Solinsky-Rupp in 2010 was like Keflezighi-Kennedy in 2001
Exactly nine years ago yesterday, on a Friday night in Palo Alto, Bob Kennedy toed the line at the Stanford Cardinal Invitational and prepared to break the 10,000 meter American record. A legend of the sport, he was as much a favorite as there was and a throng of supporters were on site to see him do it.
But it didn’t happen like it was supposed to.
Meb Keflezighi, the American with an odd-sounding name, dropped Kennedy halfway in and ran 27:13.98, breaking a record that stood for 15 years. To do it, Meb took an astounding 40 seconds off his previous best at the distance. It was unexpected, to say the very least.
The circumstances on Saturday night were eerily similar to 2001. At the very same meet, and only a couple days shy of the anniversary that the 10,000 meter record was last set, Galen Rupp lined up in Kennedy’s shoes, projected to set the record. As we can only now know, Chris Solinsky played Keflezighi’s role of spoiler.
It was one of the things Solinsky and Keflezighi chatted about late Monday night, as the new record holder finally returned the former’s flurry of congratulatory voice, text and, yes, even twitter messages.
So what’d the conversation sound like?
“I congratulated him and he thanked me,” Keflezighi told me last night, a couple minutes after their call ended. “He said I was an inspiration to him as a young runner.

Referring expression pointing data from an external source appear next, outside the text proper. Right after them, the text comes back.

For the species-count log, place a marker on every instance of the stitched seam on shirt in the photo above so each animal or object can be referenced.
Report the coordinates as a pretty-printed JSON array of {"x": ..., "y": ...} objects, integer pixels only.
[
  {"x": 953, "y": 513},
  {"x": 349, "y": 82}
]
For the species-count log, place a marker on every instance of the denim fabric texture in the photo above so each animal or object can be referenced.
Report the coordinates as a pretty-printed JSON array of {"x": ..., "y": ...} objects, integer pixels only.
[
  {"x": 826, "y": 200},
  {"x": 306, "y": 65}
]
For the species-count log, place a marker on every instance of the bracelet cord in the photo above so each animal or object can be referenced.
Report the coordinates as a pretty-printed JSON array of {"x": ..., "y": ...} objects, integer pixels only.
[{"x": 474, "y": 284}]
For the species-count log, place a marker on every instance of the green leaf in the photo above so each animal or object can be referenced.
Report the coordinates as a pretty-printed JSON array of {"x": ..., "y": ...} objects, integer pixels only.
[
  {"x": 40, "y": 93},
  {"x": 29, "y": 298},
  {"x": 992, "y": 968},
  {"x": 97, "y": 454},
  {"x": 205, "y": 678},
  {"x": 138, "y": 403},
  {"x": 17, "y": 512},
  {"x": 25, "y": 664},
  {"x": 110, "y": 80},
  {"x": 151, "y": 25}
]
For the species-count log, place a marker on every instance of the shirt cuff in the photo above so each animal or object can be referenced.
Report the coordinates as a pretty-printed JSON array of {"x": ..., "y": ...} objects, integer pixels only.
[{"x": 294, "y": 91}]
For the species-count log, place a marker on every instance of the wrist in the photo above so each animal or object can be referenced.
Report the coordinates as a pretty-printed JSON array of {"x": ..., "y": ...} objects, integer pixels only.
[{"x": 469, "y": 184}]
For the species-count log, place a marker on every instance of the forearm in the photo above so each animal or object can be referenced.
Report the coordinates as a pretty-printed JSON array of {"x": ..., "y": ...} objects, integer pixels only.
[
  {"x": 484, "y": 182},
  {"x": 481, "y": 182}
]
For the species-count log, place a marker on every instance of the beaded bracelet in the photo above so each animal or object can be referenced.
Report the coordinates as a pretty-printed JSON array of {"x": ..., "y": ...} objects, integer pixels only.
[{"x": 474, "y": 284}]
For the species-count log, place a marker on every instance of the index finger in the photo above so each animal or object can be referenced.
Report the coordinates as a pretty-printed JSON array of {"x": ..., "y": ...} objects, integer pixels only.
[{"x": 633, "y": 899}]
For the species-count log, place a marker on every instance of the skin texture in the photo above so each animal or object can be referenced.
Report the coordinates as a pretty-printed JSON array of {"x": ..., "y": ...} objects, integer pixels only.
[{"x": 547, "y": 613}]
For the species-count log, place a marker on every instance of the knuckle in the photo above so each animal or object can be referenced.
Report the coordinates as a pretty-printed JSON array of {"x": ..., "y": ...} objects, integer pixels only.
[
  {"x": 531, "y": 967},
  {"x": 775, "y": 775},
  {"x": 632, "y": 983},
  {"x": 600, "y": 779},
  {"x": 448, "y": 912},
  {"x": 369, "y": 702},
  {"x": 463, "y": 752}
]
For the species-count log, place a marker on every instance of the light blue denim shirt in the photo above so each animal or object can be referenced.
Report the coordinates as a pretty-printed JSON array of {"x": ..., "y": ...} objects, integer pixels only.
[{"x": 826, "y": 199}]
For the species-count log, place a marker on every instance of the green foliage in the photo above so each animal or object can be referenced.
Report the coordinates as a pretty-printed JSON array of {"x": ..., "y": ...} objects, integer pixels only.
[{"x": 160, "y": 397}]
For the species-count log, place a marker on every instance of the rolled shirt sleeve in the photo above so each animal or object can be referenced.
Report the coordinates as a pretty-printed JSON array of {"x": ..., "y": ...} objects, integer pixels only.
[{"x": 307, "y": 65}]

I felt honored that I could be a small part of the record.”
They also talked about the parallel circumstances heading into their respective races, and how the unexpected can always happen.
“The race was set up for Bob Kennedy,” Keflezighi recalled. “But that’s why we race.”
Keflezighi also said that he was surprised his record had lasted as long as it did. He himself attempted to break 27 minutes several times in Europe in subsequent years but the conditions were never ideal.
Looking forward now, Keflezighi is quick to mention that he’s not permanently handing the baton to Solinsky and believes his fastest days are still ahead of him:
“I’m not retired. I’m still competing. My best years are still ahead of me. Can I run faster in the 10K? I believe I can.”